Reunification is the policy priority for children in out-of-home care across all states and territories and aims to return a child home safely after time in care and enable that child to stay at home. This occurs when it is in the child’s best interest and where it will promote long-term stability and permanency (AIHW 2016).
In 2020–21, there were about 27,300 children in out-of-home care, excluding those on long-term guardianship or custody orders. Of these children, nearly 5,400 (20%) were reunified during this time (Supplementary table S6.1).
About 1,700 Indigenous children (16%) were reunified in 2020–21. Indigenous children in the Australian Capital Territory and Victoria had the highest proportion of reunification (33% and 32% respectively). About 3,700 non-Indigenous children were reunified in the same period, with the highest proportion of children reunified in Victoria (34%). (Supplementary table S6.1 and Figure 6.2)
Note: Children on long-term guardianship orders were excluded from the denominator when calculating reunification rates (see Appendix B in Child protection Australia 2018–19 for technical specifications).
Source: Supplementary data table S6.1, AIHW Child Protection Collection 2020–21.

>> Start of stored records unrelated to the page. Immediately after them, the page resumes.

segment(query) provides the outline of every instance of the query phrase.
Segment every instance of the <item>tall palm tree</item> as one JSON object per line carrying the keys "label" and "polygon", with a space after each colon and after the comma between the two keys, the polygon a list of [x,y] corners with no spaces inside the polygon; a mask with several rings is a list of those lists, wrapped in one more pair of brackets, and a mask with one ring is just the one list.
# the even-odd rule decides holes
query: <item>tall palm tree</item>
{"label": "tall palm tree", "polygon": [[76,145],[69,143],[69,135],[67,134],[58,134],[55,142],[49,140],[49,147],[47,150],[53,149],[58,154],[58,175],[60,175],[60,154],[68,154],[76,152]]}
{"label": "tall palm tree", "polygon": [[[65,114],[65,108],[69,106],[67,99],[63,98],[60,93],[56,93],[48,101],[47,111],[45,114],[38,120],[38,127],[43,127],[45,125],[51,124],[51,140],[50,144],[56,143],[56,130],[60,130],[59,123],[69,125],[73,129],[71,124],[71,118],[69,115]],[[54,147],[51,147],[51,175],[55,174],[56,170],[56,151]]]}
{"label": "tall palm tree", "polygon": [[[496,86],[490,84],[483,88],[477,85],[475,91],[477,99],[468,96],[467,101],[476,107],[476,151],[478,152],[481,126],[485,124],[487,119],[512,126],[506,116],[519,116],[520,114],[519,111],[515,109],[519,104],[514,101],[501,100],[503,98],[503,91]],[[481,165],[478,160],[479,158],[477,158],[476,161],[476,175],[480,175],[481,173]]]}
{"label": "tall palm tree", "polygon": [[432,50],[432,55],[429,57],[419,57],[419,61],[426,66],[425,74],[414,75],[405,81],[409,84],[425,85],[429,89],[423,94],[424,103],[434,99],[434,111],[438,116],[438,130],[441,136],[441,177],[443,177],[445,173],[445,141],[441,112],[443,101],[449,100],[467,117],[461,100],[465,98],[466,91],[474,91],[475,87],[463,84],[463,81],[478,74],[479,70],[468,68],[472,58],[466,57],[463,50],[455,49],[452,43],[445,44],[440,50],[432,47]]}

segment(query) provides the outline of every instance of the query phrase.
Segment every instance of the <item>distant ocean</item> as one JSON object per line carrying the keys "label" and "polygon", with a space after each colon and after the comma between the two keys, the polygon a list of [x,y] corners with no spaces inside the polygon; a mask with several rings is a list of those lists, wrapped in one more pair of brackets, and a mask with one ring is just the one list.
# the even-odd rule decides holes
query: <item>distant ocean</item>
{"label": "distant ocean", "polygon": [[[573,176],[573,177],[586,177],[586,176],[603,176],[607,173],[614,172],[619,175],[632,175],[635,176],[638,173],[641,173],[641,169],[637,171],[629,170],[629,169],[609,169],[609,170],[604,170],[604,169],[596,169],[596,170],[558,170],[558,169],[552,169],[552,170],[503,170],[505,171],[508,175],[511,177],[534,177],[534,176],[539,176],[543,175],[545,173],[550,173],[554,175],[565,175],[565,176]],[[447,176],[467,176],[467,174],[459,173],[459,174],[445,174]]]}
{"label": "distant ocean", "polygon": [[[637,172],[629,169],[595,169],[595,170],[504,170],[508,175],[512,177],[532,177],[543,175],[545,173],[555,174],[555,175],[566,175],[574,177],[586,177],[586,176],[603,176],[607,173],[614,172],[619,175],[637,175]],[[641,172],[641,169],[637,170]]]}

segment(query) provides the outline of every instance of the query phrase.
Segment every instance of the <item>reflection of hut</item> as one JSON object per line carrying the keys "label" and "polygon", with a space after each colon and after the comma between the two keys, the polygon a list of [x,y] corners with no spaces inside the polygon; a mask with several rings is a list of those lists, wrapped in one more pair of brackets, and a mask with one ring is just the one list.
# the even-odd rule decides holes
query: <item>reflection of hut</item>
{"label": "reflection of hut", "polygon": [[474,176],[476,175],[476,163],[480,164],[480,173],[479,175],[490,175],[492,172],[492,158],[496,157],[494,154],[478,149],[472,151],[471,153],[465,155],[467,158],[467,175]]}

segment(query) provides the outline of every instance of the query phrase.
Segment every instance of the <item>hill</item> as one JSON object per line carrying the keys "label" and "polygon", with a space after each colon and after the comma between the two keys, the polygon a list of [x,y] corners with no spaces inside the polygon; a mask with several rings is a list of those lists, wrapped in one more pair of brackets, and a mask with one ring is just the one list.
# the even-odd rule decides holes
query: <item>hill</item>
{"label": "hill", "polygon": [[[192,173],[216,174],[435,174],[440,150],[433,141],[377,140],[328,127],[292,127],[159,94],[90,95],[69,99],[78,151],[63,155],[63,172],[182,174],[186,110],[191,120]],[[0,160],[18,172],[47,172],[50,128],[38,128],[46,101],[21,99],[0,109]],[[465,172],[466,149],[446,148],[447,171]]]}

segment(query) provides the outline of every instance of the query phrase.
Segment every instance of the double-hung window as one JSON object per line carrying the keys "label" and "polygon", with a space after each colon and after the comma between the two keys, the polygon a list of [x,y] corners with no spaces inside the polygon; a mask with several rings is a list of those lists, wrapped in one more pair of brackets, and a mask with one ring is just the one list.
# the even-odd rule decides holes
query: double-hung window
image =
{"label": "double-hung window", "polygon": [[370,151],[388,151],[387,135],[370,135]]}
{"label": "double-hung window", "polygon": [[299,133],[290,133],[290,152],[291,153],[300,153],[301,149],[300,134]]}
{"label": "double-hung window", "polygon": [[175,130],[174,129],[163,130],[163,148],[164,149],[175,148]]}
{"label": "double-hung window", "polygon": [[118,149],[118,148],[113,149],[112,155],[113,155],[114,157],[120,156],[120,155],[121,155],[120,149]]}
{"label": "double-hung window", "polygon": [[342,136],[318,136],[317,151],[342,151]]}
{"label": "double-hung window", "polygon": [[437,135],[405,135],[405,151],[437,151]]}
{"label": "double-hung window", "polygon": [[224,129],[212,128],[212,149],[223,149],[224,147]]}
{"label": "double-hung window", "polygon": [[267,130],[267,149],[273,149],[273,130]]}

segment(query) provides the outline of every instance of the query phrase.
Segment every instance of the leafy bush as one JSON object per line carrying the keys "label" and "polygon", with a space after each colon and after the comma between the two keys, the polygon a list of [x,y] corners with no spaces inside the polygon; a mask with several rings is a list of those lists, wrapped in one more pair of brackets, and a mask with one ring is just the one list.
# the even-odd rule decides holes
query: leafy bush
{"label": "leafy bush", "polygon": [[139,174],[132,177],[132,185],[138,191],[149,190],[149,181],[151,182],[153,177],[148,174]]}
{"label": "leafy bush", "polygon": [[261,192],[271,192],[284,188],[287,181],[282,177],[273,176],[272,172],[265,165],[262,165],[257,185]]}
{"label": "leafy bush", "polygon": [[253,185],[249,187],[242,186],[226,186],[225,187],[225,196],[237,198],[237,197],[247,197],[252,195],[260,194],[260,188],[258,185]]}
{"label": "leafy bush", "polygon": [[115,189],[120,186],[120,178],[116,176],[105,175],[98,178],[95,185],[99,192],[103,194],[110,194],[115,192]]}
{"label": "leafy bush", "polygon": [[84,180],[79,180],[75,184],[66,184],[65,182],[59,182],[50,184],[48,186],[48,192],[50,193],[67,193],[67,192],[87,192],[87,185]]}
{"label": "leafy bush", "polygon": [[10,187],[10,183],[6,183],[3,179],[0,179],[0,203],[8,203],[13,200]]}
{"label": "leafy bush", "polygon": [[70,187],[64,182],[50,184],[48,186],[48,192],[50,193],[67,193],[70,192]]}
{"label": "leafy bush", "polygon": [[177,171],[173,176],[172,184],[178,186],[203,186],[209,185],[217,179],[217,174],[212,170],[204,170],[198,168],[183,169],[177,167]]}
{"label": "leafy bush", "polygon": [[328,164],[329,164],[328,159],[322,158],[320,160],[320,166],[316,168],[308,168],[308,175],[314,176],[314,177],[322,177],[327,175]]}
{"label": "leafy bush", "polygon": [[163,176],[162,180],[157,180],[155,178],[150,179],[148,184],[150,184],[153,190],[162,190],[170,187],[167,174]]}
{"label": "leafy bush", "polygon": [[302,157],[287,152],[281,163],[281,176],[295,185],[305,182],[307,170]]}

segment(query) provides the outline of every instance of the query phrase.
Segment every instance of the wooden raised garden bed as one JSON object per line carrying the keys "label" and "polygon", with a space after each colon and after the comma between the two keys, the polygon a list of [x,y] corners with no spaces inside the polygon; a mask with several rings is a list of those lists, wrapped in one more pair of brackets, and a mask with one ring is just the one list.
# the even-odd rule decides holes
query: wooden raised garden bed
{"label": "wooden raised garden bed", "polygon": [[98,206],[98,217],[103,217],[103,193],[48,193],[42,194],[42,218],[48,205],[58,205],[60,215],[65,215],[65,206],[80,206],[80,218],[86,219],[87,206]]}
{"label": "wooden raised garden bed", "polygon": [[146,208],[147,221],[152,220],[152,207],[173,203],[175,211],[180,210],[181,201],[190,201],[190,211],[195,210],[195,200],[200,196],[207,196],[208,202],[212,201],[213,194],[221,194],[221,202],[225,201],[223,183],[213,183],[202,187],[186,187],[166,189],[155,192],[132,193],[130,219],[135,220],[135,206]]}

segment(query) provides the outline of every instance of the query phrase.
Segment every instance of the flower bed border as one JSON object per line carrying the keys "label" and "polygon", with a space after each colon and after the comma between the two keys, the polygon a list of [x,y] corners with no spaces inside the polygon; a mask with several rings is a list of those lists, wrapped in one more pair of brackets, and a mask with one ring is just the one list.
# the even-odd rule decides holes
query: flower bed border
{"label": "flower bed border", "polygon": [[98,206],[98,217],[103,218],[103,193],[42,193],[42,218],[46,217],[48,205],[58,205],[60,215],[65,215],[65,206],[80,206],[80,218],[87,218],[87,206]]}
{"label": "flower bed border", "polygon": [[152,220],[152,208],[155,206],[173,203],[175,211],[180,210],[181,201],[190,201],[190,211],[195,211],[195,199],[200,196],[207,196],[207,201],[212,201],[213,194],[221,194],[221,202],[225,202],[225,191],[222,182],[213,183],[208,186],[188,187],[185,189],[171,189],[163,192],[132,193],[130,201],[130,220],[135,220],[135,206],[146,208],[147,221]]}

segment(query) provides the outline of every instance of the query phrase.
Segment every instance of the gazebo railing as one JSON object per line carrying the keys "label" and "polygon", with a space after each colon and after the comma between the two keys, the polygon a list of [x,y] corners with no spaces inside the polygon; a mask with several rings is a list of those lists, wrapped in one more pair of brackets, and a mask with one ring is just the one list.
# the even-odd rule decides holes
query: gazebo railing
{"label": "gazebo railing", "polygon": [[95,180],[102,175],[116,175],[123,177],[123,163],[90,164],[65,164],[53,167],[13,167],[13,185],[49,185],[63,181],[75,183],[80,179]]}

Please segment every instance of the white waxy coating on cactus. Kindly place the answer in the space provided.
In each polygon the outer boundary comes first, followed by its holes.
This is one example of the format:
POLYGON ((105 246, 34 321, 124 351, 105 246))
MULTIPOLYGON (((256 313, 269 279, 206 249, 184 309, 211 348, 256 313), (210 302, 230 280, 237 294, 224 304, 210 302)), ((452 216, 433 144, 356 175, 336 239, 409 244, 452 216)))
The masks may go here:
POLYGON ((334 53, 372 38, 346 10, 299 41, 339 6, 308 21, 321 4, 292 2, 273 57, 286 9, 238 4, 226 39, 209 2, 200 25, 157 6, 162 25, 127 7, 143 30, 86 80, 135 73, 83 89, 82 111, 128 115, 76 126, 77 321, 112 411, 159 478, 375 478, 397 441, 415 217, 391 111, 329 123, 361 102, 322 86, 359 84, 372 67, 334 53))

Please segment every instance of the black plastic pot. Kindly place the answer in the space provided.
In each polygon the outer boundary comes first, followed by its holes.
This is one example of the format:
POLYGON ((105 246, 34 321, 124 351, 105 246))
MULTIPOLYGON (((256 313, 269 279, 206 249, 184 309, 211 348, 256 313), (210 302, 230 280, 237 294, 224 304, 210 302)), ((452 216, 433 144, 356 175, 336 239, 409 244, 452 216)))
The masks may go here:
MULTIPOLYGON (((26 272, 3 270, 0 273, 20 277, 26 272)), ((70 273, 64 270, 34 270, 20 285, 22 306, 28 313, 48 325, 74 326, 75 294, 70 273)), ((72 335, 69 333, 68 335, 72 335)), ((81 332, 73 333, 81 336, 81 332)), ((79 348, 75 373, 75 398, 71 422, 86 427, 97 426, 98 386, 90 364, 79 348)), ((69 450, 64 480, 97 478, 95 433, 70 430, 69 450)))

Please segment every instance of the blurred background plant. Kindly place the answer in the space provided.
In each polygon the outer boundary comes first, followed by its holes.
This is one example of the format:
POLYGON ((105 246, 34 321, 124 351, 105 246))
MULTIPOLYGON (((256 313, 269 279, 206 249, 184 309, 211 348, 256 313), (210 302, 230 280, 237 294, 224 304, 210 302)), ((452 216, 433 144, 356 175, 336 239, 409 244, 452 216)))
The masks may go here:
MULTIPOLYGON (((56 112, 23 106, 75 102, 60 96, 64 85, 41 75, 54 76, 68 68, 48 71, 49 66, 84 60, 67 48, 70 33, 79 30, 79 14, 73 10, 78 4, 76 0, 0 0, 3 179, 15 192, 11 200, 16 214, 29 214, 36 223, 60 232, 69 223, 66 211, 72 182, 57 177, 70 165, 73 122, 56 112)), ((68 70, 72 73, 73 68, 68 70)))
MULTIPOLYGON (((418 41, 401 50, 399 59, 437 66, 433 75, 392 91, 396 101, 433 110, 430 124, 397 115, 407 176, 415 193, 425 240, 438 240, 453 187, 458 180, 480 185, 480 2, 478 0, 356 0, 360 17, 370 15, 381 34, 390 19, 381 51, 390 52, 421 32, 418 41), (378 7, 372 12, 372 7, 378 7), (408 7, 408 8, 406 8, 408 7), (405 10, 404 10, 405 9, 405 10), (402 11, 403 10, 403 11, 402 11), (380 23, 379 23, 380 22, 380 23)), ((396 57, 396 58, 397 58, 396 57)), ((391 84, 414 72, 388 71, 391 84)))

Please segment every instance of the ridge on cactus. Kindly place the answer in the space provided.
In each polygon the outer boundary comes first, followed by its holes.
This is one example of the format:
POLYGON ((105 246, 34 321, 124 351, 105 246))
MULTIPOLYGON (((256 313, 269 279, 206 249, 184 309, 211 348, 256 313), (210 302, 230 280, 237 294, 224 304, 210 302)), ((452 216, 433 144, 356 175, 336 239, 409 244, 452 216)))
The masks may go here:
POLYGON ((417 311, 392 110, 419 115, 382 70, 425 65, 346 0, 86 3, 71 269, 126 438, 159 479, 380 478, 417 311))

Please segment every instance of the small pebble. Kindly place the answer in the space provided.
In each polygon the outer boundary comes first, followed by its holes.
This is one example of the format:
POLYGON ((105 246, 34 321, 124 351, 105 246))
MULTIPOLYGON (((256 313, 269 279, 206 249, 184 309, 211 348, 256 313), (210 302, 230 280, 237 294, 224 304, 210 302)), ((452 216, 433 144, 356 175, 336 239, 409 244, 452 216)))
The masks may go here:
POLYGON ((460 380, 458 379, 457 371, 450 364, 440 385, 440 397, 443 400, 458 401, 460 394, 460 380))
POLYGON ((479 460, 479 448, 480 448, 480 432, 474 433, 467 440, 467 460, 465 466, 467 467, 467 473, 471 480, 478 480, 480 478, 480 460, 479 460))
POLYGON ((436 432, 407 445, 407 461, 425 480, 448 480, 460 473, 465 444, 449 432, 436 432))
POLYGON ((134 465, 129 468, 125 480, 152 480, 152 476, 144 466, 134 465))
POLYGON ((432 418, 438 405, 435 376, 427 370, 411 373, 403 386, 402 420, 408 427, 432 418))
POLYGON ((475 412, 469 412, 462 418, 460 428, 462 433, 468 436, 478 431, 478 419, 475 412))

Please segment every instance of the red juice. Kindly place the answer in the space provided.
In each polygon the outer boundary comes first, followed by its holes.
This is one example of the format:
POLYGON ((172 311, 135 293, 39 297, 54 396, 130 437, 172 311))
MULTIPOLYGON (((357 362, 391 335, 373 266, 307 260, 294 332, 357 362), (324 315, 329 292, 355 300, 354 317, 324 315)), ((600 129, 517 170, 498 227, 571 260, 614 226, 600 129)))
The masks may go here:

State and territory legislation emphasises the importance of permanency planning through stability of care, which is often achieved through third-party parental responsibility orders. The timing of permanency-related action is determined by the individual circumstances of the child. However, permanency planning is typically initiated as a child enters care. For many children, longer-term care arrangements such as third-party parental responsibility orders are pursued only when safe reunification is not possible, or when alternative care has been deemed the most suitable way to achieve stability for the child.
In 2020–21, nearly 1,300 children (2.3% of the 56,900 children in out-of-home care during the reporting period) exited out-of-home care to a third-party parental care arrangement during 2020–21 (Supplementary table S6.2).
A higher proportion of non-Indigenous children exited out-of-home care to a third-party parental care arrangement compared to Indigenous children (2.9% and 1.6% respectively) (Supplementary table S6.2 and Figure 6.3).
Source: Supplementary data table S6.2, AIHW Child Protection Collection 2020–21.
In 2020–21, there were 94 known-carer adoptions from out-of-home care (unpublished data from AIHW Child Protection Collection).